Outra parte do documento é uma pauta específica de liberalização comercial, com diversos e detalhados itens, como eliminar até 2021 tarifas de importação sobre bens de capital e de informática e telecomunicações, além de extinguir os ex-tarifários; propor a redução da TEC do Mercosul; eliminação total de tarifas entre o Mercosul e a Aliança do Pacífico; etc. O objetivo da liberalização, naturalmente, é o de ajudar a relançar o processo de aumento da eficiência, isto é, de crescimento da produtividade da economia brasileira. Sem o qual o País não sairá do nível medíocre de crescimento médio das últimas décadas.

Os autores do estudo, entretanto, deixam claro que, embora os efeitos líquidos sobre o emprego sejam de neutros a positivos, há um custo de transição, já que 3 milhões de trabalhadores devem mudar de setor por causa da liberalização comercial. O documento deixa claro também que recentemente os estudos acadêmicos indicaram que essa transição pode ser mais lenta do que se julgava, particularmente num país de regras trabalhistas rígidas como as brasileiras (o que pode melhorar um pouco com a reforma trabalhista), caso o processo seja deixado apenas ao mercado.

Assim, a novidade na abordagem do estudo é uma proposta muito detalhada de relançar também, em grande estilo, a política de requalificação profissional do governo federal, a partir da estrutura já existente do Pronatec. A ideia, claro, é acelerar e facilitar a transição no mercado de trabalho em função da abertura comercial.

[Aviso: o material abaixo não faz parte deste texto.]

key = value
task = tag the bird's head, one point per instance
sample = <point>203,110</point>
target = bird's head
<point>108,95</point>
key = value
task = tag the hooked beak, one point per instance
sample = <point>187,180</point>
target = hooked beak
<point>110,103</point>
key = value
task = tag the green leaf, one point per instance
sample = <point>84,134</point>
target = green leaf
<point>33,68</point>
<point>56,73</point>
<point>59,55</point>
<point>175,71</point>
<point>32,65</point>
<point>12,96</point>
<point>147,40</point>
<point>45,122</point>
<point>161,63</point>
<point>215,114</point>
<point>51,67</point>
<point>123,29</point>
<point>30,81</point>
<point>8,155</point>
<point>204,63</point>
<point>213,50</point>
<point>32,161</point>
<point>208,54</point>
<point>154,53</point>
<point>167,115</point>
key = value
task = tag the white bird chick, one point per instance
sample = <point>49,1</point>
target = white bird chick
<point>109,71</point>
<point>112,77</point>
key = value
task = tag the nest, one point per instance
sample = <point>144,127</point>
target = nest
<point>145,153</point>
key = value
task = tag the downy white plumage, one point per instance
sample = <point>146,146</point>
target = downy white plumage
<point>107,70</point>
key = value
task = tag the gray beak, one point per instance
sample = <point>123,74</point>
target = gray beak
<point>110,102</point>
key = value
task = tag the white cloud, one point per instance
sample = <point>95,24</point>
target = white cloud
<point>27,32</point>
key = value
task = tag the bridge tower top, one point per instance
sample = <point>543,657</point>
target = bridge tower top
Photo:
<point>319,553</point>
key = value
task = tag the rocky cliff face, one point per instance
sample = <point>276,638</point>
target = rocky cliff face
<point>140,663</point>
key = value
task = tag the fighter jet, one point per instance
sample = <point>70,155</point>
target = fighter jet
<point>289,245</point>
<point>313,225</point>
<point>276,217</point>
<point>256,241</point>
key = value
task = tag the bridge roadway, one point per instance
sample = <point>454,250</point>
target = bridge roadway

Como reportado recentemente nesta coluna, um estudo elaborado por economistas americanos e brasileiros mostrou que o Pronatec-MDIC, braço do programa cujas capacitações ensinadas derivam de requisições de empresas, tem não só um resultado bastante significativo de aumento de empregabilidade, como bem superior ao restante do Pronatec, cujos efeitos são perto do imperceptível. Este é um dos muitos fatores levados em conta na proposta de reformulação da política federal de requalificação profissional que acompanha a proposta de uma nova rodada de abertura comercial.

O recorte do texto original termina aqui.